The Nuclear Accident in Chernobyl
The nuclear accident at Chernobyl in 1986 was not just a catastrophic event in terms of its effect upon the environment and the health of those who lived nearby. Some claim that the media coverage of the disaster, and particularly that by Radio Liberty, contributed to the introduction of radical reforms within the Soviet Union that changed it forever – and perhaps even hastened its eventual downfall. In this episode, we will assess those claims and show how important Radio Liberty’s place within the Soviet media consumer’s life had become by the Gorbachev era.
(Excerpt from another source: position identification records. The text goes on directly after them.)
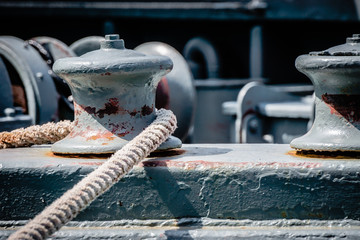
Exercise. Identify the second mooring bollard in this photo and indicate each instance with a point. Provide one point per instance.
(335, 74)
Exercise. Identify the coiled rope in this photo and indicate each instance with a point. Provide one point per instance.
(68, 206)
(36, 135)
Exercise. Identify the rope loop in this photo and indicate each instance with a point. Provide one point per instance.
(68, 206)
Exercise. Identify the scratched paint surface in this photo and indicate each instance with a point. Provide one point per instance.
(220, 181)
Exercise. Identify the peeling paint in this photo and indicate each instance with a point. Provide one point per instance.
(342, 105)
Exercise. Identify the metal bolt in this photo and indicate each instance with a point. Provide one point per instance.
(9, 112)
(39, 76)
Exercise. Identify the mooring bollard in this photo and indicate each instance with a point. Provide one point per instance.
(114, 97)
(335, 74)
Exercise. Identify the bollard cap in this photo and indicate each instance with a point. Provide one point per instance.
(112, 59)
(344, 56)
(350, 48)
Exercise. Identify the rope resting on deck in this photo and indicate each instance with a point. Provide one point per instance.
(68, 206)
(36, 135)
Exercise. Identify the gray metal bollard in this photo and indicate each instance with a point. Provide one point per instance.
(114, 97)
(335, 74)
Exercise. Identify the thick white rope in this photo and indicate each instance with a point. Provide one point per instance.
(68, 206)
(38, 134)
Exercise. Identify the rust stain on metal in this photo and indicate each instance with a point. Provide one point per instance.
(324, 154)
(168, 153)
(162, 99)
(146, 110)
(111, 107)
(80, 156)
(342, 105)
(191, 165)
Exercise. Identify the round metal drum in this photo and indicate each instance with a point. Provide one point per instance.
(32, 86)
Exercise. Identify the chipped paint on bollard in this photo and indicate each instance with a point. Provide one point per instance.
(114, 97)
(335, 74)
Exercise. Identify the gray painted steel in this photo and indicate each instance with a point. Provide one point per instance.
(41, 95)
(220, 181)
(201, 228)
(335, 74)
(114, 97)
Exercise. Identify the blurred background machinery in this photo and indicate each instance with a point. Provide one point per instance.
(234, 78)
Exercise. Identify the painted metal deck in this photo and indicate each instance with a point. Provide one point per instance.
(240, 190)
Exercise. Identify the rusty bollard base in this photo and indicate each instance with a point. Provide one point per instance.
(114, 97)
(335, 74)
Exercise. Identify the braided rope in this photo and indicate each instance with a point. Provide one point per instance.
(97, 182)
(38, 134)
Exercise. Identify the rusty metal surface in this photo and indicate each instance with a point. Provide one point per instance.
(114, 97)
(335, 74)
(225, 181)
The Helsinki Accords of 1975
How did RL adapt to the political shifts of the 1970s, the rise of “détente” and the emergence of human rights as a key narrative affecting the relationship between Communist governments, the West, and the populations of the Soviet Union and Eastern bloc? This episode delves into the ways in which RL covered the world of dissidents, freedom of speech trials and underground literature in the Soviet Union, as well as telling you everything you’ve always wanted to know about the Helsinki Final Act of 1975, but were afraid to ask.
The Death of Stalin
The Death of Stalin was a key moment in Cold War history, creating new possibilities but also new uncertainties in the difficult post-war relationship between the US and the Soviet Union. It took place on March 5th, 1953, just 4 days after Radio Liberty started broadcasting. How do you cover the death of your greatest enemy for maximum propaganda effect when broadcasting to an audience raised to idolize him? And you how do you handle his legacy moving forward? This episode takes a look at how Radio Liberty handled this test in its formative years.
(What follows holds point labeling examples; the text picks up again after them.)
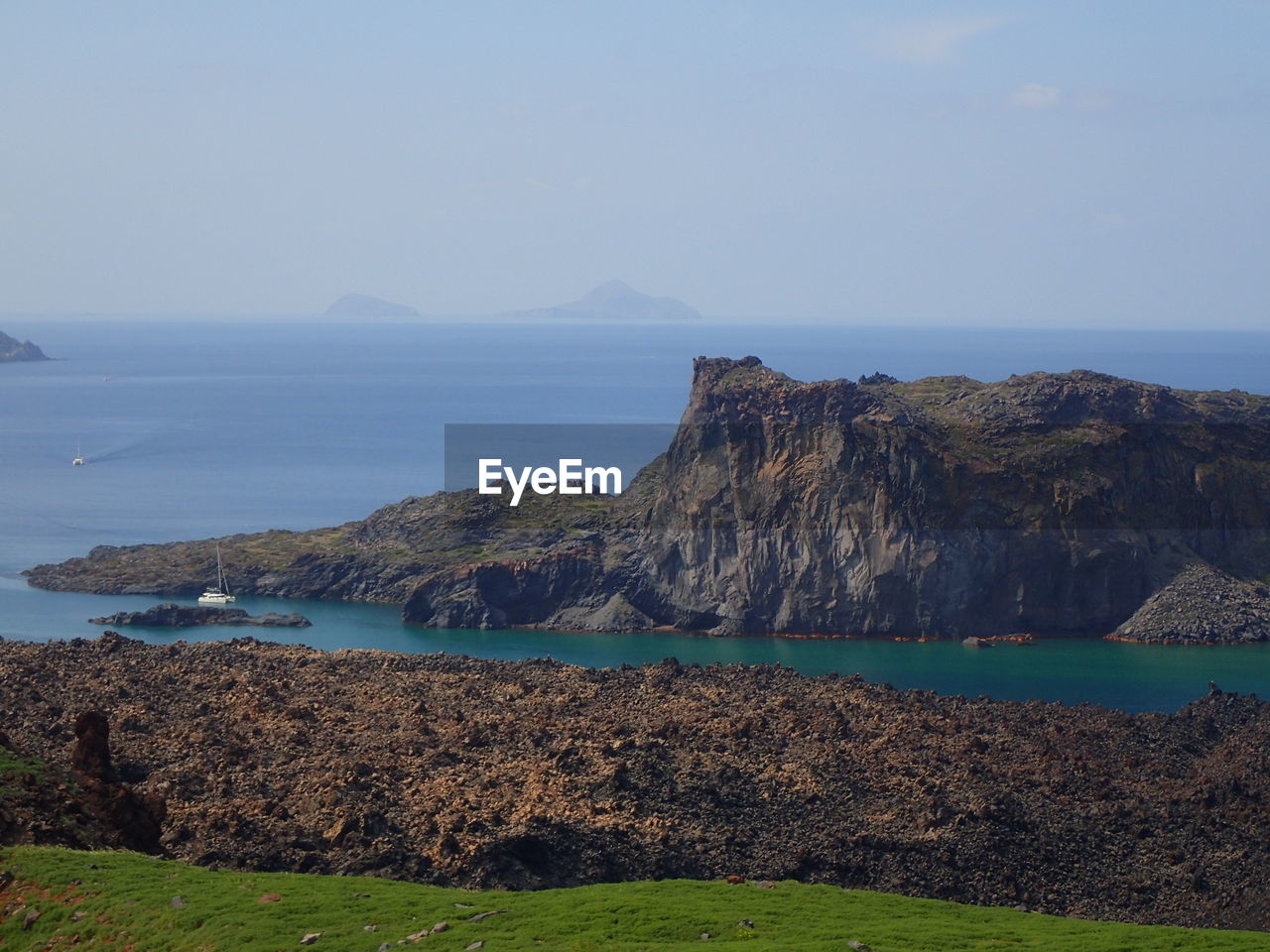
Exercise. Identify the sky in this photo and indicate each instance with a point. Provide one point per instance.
(1002, 164)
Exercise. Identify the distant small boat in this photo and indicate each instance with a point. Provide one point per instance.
(220, 593)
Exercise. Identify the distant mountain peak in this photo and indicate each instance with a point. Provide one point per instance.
(616, 299)
(366, 306)
(13, 349)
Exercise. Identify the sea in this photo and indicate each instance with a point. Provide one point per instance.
(193, 428)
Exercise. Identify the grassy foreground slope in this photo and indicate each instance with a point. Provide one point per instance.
(131, 901)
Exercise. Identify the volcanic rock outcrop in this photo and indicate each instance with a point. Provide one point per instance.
(169, 615)
(1202, 607)
(940, 508)
(534, 774)
(86, 806)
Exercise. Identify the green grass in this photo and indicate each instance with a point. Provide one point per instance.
(125, 900)
(13, 766)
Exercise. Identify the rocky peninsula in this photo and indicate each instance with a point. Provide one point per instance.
(1048, 503)
(534, 774)
(169, 615)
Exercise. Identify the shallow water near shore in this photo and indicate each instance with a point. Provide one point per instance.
(1130, 676)
(206, 428)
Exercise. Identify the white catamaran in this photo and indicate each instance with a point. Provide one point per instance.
(220, 593)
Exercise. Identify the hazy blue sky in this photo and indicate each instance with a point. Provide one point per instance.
(915, 163)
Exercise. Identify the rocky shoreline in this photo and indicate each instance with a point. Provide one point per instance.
(169, 615)
(534, 774)
(1047, 503)
(1202, 607)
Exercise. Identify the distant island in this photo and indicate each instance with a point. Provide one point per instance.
(13, 349)
(367, 306)
(616, 299)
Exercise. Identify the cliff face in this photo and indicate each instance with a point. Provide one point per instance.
(942, 507)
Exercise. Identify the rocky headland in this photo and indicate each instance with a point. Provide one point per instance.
(1202, 607)
(1048, 503)
(534, 774)
(169, 615)
(13, 349)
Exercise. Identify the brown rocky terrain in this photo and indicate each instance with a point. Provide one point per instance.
(534, 774)
(1202, 607)
(85, 805)
(169, 615)
(1052, 503)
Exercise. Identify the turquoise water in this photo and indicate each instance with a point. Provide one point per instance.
(1130, 676)
(200, 428)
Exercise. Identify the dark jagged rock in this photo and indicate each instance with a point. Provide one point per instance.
(85, 806)
(367, 306)
(169, 615)
(13, 349)
(531, 774)
(1049, 503)
(136, 816)
(1202, 607)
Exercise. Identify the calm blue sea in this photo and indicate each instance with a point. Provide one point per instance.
(212, 426)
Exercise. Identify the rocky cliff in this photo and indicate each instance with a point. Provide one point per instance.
(942, 507)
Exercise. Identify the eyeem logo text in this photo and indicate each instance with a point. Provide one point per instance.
(570, 479)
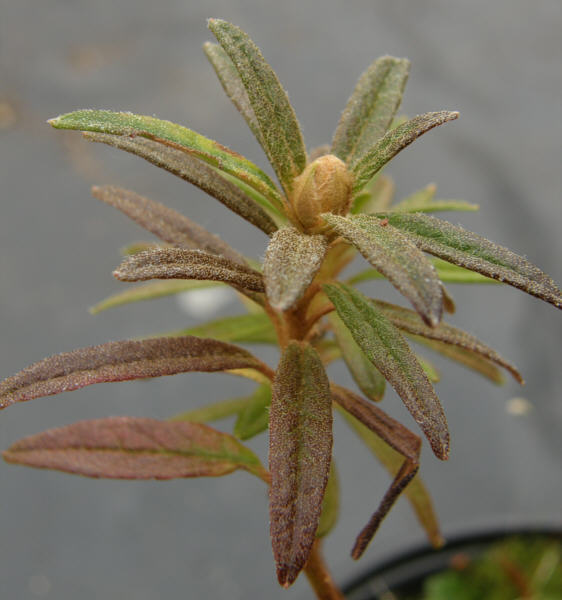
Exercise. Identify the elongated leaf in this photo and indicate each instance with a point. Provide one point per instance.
(135, 448)
(232, 84)
(393, 142)
(300, 450)
(371, 108)
(169, 225)
(193, 170)
(175, 136)
(423, 201)
(330, 504)
(249, 329)
(366, 375)
(280, 134)
(408, 321)
(122, 361)
(416, 492)
(292, 259)
(406, 267)
(254, 417)
(472, 251)
(388, 350)
(152, 290)
(177, 263)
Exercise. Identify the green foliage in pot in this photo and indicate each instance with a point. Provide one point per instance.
(328, 206)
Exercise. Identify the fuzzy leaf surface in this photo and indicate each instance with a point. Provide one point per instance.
(292, 259)
(371, 108)
(151, 291)
(300, 450)
(416, 492)
(253, 419)
(393, 142)
(178, 263)
(409, 321)
(194, 171)
(166, 223)
(135, 448)
(280, 133)
(123, 361)
(391, 253)
(232, 84)
(173, 135)
(472, 251)
(368, 378)
(388, 350)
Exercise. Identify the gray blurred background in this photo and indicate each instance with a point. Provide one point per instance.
(498, 63)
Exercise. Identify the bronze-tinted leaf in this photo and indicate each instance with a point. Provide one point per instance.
(280, 132)
(409, 321)
(167, 224)
(371, 108)
(135, 448)
(292, 259)
(193, 170)
(471, 251)
(300, 450)
(232, 84)
(388, 350)
(173, 135)
(391, 253)
(122, 361)
(366, 375)
(178, 263)
(393, 142)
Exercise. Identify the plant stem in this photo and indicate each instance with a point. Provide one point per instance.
(320, 577)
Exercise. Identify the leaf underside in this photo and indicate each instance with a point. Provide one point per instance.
(280, 133)
(300, 450)
(135, 448)
(179, 263)
(122, 361)
(383, 344)
(472, 251)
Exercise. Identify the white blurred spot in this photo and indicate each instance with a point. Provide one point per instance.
(206, 302)
(39, 585)
(518, 407)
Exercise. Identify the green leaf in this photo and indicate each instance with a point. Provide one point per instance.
(406, 267)
(178, 263)
(292, 259)
(393, 142)
(248, 329)
(175, 136)
(471, 251)
(389, 352)
(300, 451)
(232, 84)
(409, 321)
(423, 201)
(416, 492)
(254, 417)
(152, 290)
(191, 169)
(330, 504)
(366, 375)
(135, 448)
(280, 133)
(371, 108)
(123, 361)
(167, 224)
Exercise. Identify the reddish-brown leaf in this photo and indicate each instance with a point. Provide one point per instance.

Yuri Gagarin and the Space Race
If you’re an American radio station broadcasting to the Soviet Union, how do you address the awkward fact that the Communists are winning the space race? This episode focuses on Radio Liberty’s discussion of technology, progress and co-operation through a 1968 programme commemorating the death of Yuri Gagarin, the first man in space, and shows just how much thinking had evolved since RL’s earliest years about how best to persuade and influence its audience in the Soviet Union.
The War in Vietnam
This episode focuses on another source of extreme embarrassment for US foreign policy – the war in Vietnam – and explores the ways in which RL’s coverage of the war tried to address and minimize the damage to the US’s reputation that Soviet media coverage of the war was spreading across the Soviet population.